Rusya'nın Varşova Konferansını Boykot Etmesi
Bilindiği üzere Amerika bölgesel hedefleri çerçevesinde 13 ve 14 Şubat tarihinde Polonya'nın başkenti Varşova'da "Ortadoğu'da Barış ve Güvenlik" başlıklı bir konferans düzenlemek istiyor.
Washington 70 ülkenin dışişlerinin bu konferansa çağrıldığını iddia etse de kimi ülkeler geçen günlerde bu konferansa katılmayacaklarını bildirdiler.
Hali hazırda ise Ortadoğu'daki en önemli aktörlerden biri ve 4+1 Grubu üyesi, Rusya'dır. Doğal olarak bu ülke olmadan Washington, Varşova konferansında İran'ın bölgesel nüfuzu ve siyasetleri ile mücadele etme konuları gibi meselelerde uluslararası bir oy birliğinin sağlandığını iddia edemez.
Rusya Dışişleri Bakanlığı ise Salı günü bu çerçevede bir bildiri yayımlayarak, Moskova'nın Polonya Başkenti Varşova'da düzenlenecek olan konferansa katılmayacağını bildirdi.
Rusya Dışişleri Bakanlığının konu ile ilgili bildirisinde açıkça, " Varşova konferansının düzenlenmesinden güdülen hedef, Bercam Nükleer Anlaşmasını zedelemektir. Halbuki bu anlaşma BMGK tarafından bile onaylanmıştır. Bunun yanı sıra İran, Rusya, Çin ve Avrupa Troykası da bu uluslararası anlaşmanın korunmasından yanadır. " belirtiliyor.
Moskova'ya göre bu konferans, Bercam Nükleer Anlaşmasına karşı atılan bir adımdır nitekim Amerika Dışişleri Bakanı Mike Pompeo'nun da açıkladığı gibi İran'ın bölgesel nüfuzunu engellemek için düzenlenmektedir. Amerikalılar bu konferansta birkaç ülkeyi kendi yanlarına alarak İran'a karşı bir tür uluslararası görüş birliği sağlayabileceklerini düşünüyorlar.
Bu doğrultuda Mike Pompeo Salı günü Davos ekonomik forumuna video konferans aracılığı ile yaptığı konuşmada, bir kez daha İran'ı bölgedeki istikrarsızlıktan sorumlu tutarak bir tehdit olduğunu iddia etti. Mike Pompeo İran aleyhine bölgesel bir koalisyon oluşturulmayı da ümit ettiğini söyledi.
Buna rağmen mevcut duruma göre küresel güçler ve özellikle de 4+1 grubu bu konuda Amerika'ya asla katılmıyor ve Washington'un Nükleer Anlaşmaya karşı çıkmasında onun yanında yer almıyorlar.

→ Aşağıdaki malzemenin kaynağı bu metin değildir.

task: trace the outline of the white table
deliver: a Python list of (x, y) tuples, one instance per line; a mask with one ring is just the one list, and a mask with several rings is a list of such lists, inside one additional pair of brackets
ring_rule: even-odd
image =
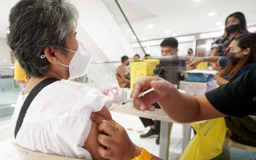
[[(178, 123), (167, 116), (162, 109), (156, 108), (154, 111), (141, 111), (133, 108), (132, 103), (128, 103), (123, 106), (114, 110), (112, 111), (121, 113), (142, 118), (154, 119), (161, 121), (160, 134), (160, 150), (159, 157), (163, 159), (169, 158), (170, 135), (173, 123)], [(183, 151), (190, 140), (191, 126), (190, 124), (181, 124), (183, 125)]]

Rusya açısından Washington ve Tel Aviv'in günümüzdeki hedefi, söz konuş konferansın İran karşıtı bir sonuca varmasıdır; böylece İran'a karşı en ağır yaptırımlar ve ekonomi baskıların yanısıra, İran'ın bölgesel nüfuzunu azaltmak ve varlığını kısıtlamak için siyasi ve propaganda gibi yumuşak güç kullanmaktır.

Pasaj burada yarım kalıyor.